La atracción del terror

Todos nos hemos preguntado alguna vez cómo es posible que alguien sienta placer en contacto con el terror. También, por cuáles son los beneficios que se obtienen al leer o presenciar espectáculos que provocan miedo. Y, sobre todo, cómo puede ser que una “representación” mental cause los mismos efectos que la realidad.

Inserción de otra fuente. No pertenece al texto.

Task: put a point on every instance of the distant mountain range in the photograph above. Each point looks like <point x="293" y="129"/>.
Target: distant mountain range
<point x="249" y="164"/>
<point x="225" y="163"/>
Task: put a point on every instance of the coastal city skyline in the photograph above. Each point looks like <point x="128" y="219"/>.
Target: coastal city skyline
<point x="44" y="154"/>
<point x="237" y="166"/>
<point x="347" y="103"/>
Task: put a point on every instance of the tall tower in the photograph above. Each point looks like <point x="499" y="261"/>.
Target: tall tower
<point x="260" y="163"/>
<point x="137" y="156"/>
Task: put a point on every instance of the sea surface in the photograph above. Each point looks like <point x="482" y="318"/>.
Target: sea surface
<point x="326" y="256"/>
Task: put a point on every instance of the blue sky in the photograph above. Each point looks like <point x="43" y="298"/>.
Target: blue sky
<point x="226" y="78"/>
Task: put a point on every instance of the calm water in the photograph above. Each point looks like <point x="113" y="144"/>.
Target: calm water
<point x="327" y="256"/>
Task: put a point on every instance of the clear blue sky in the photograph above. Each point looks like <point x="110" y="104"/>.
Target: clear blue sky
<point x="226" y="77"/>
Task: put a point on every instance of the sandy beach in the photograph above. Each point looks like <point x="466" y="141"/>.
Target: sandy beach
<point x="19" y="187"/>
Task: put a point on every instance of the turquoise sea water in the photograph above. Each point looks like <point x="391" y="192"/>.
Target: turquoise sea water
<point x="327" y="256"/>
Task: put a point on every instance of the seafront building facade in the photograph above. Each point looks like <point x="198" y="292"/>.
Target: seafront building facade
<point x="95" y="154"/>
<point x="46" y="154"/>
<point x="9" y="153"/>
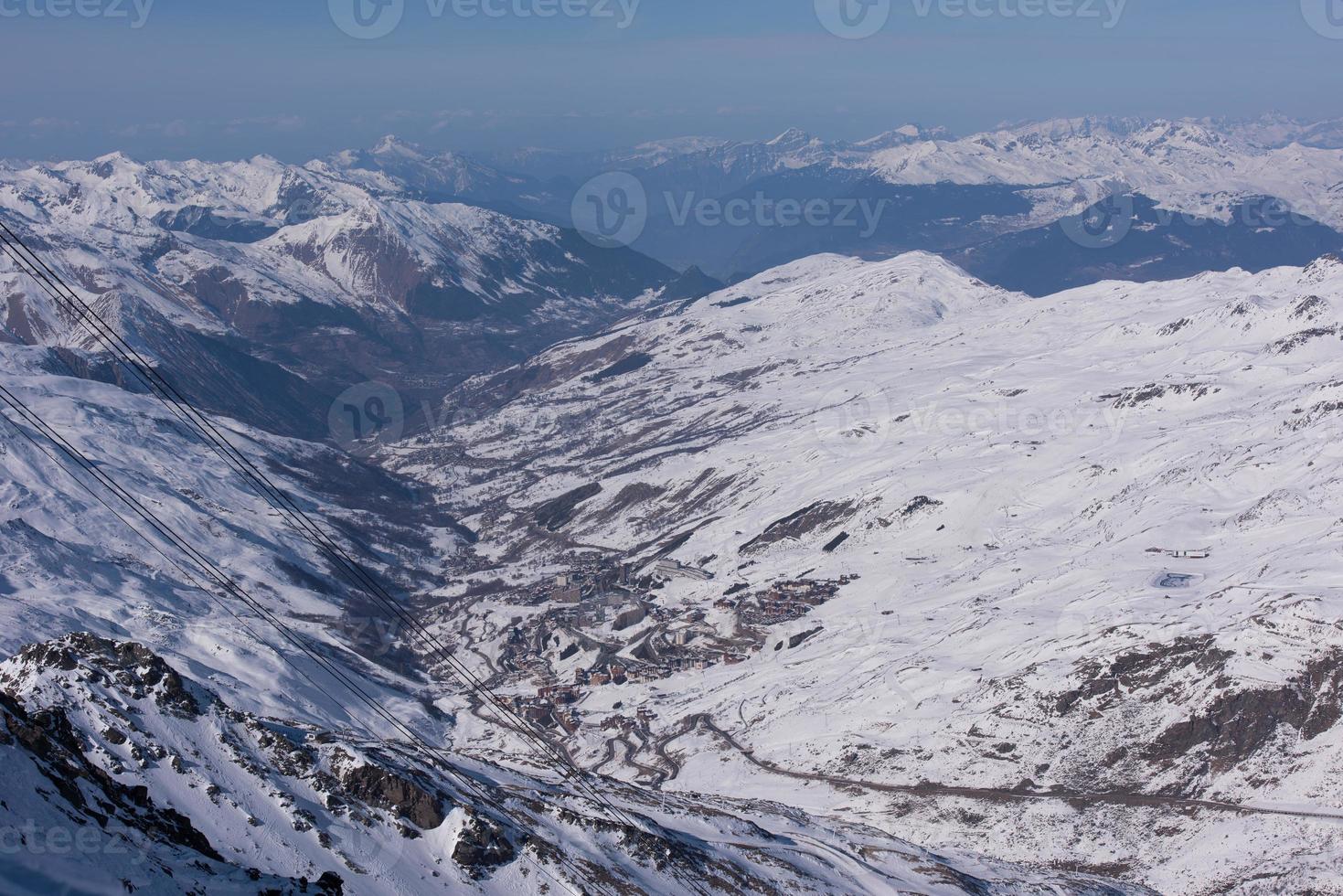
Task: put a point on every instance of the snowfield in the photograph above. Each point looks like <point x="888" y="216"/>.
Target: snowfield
<point x="1093" y="535"/>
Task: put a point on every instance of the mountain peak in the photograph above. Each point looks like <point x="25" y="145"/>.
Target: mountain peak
<point x="791" y="137"/>
<point x="394" y="145"/>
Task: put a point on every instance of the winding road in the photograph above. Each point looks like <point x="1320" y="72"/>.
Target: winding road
<point x="990" y="795"/>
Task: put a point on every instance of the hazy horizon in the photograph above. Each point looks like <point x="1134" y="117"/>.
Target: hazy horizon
<point x="177" y="78"/>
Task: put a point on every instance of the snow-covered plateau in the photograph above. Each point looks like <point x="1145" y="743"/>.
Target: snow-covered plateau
<point x="1057" y="578"/>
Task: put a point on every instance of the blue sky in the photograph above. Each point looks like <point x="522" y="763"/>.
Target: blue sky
<point x="220" y="80"/>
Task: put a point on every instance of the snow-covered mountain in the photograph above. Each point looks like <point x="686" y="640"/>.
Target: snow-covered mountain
<point x="1186" y="165"/>
<point x="184" y="793"/>
<point x="1051" y="574"/>
<point x="332" y="274"/>
<point x="207" y="763"/>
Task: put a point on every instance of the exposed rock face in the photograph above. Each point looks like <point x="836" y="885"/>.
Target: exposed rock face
<point x="360" y="817"/>
<point x="383" y="789"/>
<point x="483" y="845"/>
<point x="1240" y="723"/>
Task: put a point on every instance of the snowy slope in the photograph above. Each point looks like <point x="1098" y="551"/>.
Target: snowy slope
<point x="1010" y="480"/>
<point x="331" y="274"/>
<point x="225" y="792"/>
<point x="1188" y="165"/>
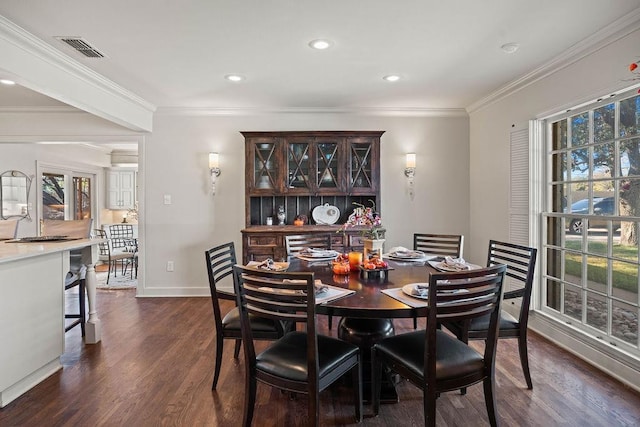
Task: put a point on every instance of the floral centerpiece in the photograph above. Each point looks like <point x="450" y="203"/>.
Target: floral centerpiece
<point x="367" y="217"/>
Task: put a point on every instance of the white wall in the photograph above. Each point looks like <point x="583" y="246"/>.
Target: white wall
<point x="598" y="74"/>
<point x="23" y="157"/>
<point x="175" y="163"/>
<point x="22" y="132"/>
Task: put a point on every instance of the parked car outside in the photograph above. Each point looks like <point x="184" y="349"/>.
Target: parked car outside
<point x="604" y="206"/>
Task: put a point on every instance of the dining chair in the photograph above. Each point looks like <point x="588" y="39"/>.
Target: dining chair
<point x="8" y="229"/>
<point x="301" y="361"/>
<point x="439" y="244"/>
<point x="521" y="262"/>
<point x="75" y="229"/>
<point x="297" y="242"/>
<point x="122" y="245"/>
<point x="220" y="261"/>
<point x="436" y="361"/>
<point x="106" y="256"/>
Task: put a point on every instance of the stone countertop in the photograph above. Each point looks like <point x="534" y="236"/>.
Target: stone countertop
<point x="11" y="251"/>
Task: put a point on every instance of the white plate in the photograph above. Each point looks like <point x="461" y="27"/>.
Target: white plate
<point x="407" y="289"/>
<point x="320" y="253"/>
<point x="440" y="265"/>
<point x="308" y="258"/>
<point x="410" y="256"/>
<point x="325" y="214"/>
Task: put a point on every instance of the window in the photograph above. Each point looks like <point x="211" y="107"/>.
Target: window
<point x="590" y="243"/>
<point x="67" y="194"/>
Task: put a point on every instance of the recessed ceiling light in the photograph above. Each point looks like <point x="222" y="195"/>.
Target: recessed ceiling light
<point x="320" y="44"/>
<point x="234" y="77"/>
<point x="510" y="47"/>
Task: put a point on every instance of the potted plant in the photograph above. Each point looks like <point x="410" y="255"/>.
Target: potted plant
<point x="373" y="231"/>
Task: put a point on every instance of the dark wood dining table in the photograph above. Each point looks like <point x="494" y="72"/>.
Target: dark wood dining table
<point x="367" y="313"/>
<point x="368" y="301"/>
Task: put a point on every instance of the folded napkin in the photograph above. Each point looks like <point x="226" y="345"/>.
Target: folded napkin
<point x="456" y="263"/>
<point x="420" y="290"/>
<point x="318" y="252"/>
<point x="268" y="264"/>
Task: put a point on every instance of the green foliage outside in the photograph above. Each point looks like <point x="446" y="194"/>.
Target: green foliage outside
<point x="625" y="276"/>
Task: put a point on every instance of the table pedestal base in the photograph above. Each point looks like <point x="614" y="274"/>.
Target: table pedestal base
<point x="365" y="333"/>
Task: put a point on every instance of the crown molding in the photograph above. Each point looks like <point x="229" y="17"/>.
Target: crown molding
<point x="39" y="110"/>
<point x="27" y="54"/>
<point x="607" y="35"/>
<point x="365" y="111"/>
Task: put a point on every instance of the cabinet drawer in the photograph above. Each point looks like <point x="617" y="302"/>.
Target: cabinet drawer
<point x="257" y="241"/>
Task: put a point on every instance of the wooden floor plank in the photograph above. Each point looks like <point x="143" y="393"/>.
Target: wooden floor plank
<point x="154" y="366"/>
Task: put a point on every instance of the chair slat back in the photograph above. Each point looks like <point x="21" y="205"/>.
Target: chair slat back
<point x="295" y="243"/>
<point x="120" y="235"/>
<point x="104" y="246"/>
<point x="74" y="228"/>
<point x="8" y="228"/>
<point x="521" y="263"/>
<point x="439" y="244"/>
<point x="462" y="296"/>
<point x="220" y="261"/>
<point x="465" y="295"/>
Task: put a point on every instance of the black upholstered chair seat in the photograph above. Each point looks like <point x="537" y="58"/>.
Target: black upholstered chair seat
<point x="453" y="357"/>
<point x="507" y="322"/>
<point x="287" y="357"/>
<point x="231" y="322"/>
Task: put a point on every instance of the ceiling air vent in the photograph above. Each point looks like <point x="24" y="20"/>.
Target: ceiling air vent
<point x="82" y="46"/>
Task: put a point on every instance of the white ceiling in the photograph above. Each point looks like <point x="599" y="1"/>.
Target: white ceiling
<point x="176" y="53"/>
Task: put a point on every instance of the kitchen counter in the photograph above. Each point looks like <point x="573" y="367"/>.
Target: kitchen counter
<point x="32" y="309"/>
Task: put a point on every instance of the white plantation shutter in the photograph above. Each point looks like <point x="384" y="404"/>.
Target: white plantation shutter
<point x="518" y="194"/>
<point x="519" y="188"/>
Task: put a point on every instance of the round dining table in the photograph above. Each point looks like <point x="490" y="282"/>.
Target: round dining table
<point x="368" y="301"/>
<point x="368" y="312"/>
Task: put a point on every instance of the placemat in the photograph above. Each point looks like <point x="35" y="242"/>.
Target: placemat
<point x="397" y="294"/>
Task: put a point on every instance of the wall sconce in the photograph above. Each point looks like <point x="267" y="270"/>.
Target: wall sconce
<point x="410" y="171"/>
<point x="214" y="170"/>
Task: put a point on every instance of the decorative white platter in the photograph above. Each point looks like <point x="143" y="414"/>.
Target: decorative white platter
<point x="325" y="214"/>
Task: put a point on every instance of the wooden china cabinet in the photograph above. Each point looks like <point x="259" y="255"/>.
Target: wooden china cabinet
<point x="300" y="171"/>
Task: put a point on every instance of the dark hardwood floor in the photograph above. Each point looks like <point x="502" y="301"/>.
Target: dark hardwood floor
<point x="154" y="367"/>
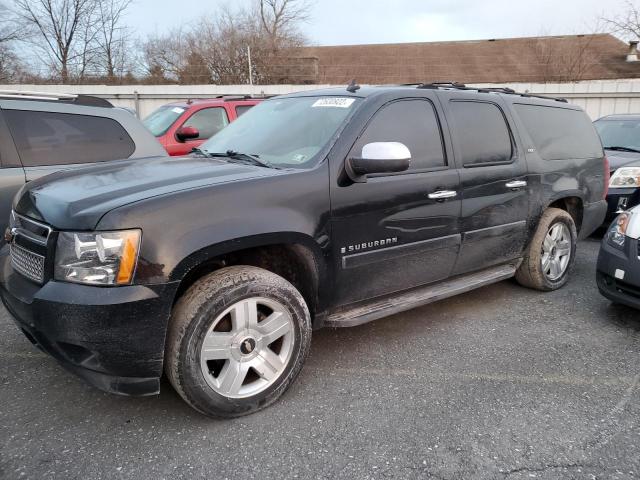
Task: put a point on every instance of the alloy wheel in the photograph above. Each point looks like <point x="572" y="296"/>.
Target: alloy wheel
<point x="556" y="251"/>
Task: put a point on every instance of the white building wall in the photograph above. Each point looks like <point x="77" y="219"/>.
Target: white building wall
<point x="598" y="98"/>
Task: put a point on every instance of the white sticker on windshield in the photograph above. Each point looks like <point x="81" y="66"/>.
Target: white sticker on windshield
<point x="339" y="102"/>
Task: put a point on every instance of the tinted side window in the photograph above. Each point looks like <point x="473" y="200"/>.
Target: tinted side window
<point x="242" y="109"/>
<point x="482" y="133"/>
<point x="412" y="122"/>
<point x="559" y="133"/>
<point x="208" y="121"/>
<point x="49" y="138"/>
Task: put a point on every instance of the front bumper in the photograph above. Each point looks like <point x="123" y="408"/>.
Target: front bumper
<point x="618" y="273"/>
<point x="111" y="337"/>
<point x="620" y="199"/>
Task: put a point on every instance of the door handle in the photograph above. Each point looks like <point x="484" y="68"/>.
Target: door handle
<point x="442" y="194"/>
<point x="515" y="184"/>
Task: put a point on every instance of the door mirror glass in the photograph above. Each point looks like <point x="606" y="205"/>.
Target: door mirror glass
<point x="187" y="133"/>
<point x="379" y="157"/>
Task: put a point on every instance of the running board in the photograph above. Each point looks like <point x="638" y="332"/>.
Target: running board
<point x="383" y="307"/>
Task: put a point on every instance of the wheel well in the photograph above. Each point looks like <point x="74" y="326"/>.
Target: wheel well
<point x="573" y="206"/>
<point x="294" y="262"/>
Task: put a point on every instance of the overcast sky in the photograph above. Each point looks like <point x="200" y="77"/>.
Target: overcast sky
<point x="336" y="22"/>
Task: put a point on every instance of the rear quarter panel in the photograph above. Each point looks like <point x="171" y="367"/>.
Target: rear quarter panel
<point x="552" y="180"/>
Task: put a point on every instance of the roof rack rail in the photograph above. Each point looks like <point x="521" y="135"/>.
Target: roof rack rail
<point x="453" y="84"/>
<point x="85" y="100"/>
<point x="462" y="86"/>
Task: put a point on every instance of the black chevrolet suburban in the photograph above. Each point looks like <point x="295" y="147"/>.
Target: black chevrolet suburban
<point x="326" y="208"/>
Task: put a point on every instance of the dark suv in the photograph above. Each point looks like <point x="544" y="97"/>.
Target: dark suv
<point x="41" y="133"/>
<point x="327" y="208"/>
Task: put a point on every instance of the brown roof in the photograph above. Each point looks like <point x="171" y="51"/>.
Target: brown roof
<point x="535" y="59"/>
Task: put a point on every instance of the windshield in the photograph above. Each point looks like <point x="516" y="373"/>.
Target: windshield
<point x="284" y="132"/>
<point x="619" y="133"/>
<point x="161" y="119"/>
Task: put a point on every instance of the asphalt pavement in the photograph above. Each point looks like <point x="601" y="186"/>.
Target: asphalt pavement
<point x="499" y="383"/>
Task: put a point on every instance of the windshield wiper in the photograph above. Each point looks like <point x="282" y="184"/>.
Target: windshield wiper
<point x="199" y="151"/>
<point x="623" y="149"/>
<point x="242" y="157"/>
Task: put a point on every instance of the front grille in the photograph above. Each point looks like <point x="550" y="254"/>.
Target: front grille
<point x="29" y="264"/>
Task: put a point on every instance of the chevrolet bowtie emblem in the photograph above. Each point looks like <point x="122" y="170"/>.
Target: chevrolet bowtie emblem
<point x="9" y="234"/>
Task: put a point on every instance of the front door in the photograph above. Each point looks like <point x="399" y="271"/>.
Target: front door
<point x="494" y="181"/>
<point x="398" y="231"/>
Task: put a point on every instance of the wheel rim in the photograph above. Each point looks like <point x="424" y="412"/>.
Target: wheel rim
<point x="556" y="251"/>
<point x="247" y="347"/>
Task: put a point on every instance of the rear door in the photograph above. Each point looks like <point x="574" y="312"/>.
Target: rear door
<point x="208" y="121"/>
<point x="12" y="175"/>
<point x="395" y="232"/>
<point x="50" y="141"/>
<point x="494" y="180"/>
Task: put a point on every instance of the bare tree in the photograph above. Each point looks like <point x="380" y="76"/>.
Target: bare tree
<point x="281" y="20"/>
<point x="627" y="24"/>
<point x="64" y="29"/>
<point x="112" y="36"/>
<point x="165" y="56"/>
<point x="9" y="33"/>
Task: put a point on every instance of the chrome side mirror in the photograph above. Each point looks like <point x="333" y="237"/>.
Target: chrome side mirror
<point x="379" y="157"/>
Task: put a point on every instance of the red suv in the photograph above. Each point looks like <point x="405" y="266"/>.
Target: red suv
<point x="182" y="126"/>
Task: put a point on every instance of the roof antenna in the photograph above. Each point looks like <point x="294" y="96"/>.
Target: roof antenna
<point x="353" y="86"/>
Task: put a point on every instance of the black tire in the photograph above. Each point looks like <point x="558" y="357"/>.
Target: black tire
<point x="530" y="273"/>
<point x="192" y="317"/>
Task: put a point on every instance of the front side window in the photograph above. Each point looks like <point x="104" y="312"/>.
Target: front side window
<point x="285" y="132"/>
<point x="160" y="120"/>
<point x="560" y="133"/>
<point x="482" y="133"/>
<point x="411" y="122"/>
<point x="621" y="134"/>
<point x="208" y="121"/>
<point x="50" y="138"/>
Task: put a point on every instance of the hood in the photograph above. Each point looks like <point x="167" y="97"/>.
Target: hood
<point x="620" y="159"/>
<point x="77" y="199"/>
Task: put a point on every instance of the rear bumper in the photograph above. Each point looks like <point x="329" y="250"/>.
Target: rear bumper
<point x="592" y="218"/>
<point x="618" y="273"/>
<point x="111" y="337"/>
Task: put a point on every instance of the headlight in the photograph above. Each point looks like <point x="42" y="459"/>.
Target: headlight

Para intentar responder a estas preguntas tenemos que rastrear su posible origen. Y el origen lo encontraremos en el comienzo de la historia de la persona, en su niñez, para ser más exactos. Es entonces, cuando el niño se topa con esa emoción básica que es el miedo. Es el miedo que le asaltó al entrar en el mundo, luego ante los padres, que como seres todopoderosos -míticos- le coartan su deseo de todo en cualquier momento. Ese miedo se hará extensivo más tarde, por inducción de los adultos, a elementos no visibles como los fantasmas, duendes, y otras amenazas para su seguridad. Los padres serán los primeros agentes productores de miedo en su doble cara de protectores/perseguidores de su existencia. De ahí proviene la ambivalencia que caracteriza la vida emocional de muchos adultos. El conjunto de amenazas sentidas conformará el material propio que nos acompañará durante toda la vida Ese mundo infantil, prelógico, que está poblado por infinidad de “demonios” es el que informará el pensamiento mágico de cada adulto. De esta manera, el terror que sintió el niño conformará la sensación de indefensión del futuro adulto. En consecuencia con esto, la búsqueda activa y voluntaria de lo terrorífico constituye una vuelta al mundo infantil, que se llenó de ideas inquietantes y fantasmas, y que de adulto puede ser re-visitado y re-vivido.

El cultivo de lo misterioso, y sus derivados, pone a la persona en contacto con los aspectos inciertos que acompañan el vivir.  Imaginar representaciones mentales para la muerte, tanto propia como ajena, para el vacío o para lo absurdo, constituye un ejercicio mental que puede resultar atractivo a muchos. De entre los personajes que más terror han suscitado, destaca la figura del demonio. El “maligno” vendría a representar aquellos impulsos inconfesables que todos llevamos en nuestra mente. Sería el símbolo de todo lo malo que lleva en su interior cada sujeto. Y es que todos somos portadores de aspectos que preferimos atribuir a otros, aunque sean presencias inmateriales. Lo terrorífico sería, pues la proyección al exterior de aquellas partes del yo que nos avergüenzan y humillan.  Lo mismo sucede con las brujas, las imitadoras del demonio, que en otro tiempo fueron las culpables de todos los males del mundo. De igual forma acontece con los vampiros, con el hombre lobo, con los trasgos y otros espíritus y dioses. Se atribuye a una persona, o a un grupo, todo aquello que no aceptamos en nosotros, y así la persona se siente libre de carga.

Con el mundo de la magia, Freud dijo que el hombre pretende dominar a la Naturaleza, tanto la propia suya como la exterior desafiante. También ha intentado protegerse de los otros que le son hostiles, para así poder dominarlos, mediante artes de influjo. El caso es que el hombre no tolera el sentimiento de desamparo fácilmente  y ha de inventar representaciones terroríficas para luego arremeter contra ellas. Ha buscado, y busca, toda suerte de protecciones mágicas ante la adversidad, y lo que no acepta en sí mismo. De ahí proviene la fascinación que siente ante lo terrorífico. Y es que es más fácil, juzgar como sobrenatural, perverso o ajeno, aquello que jamás va aceptar como natural y propio.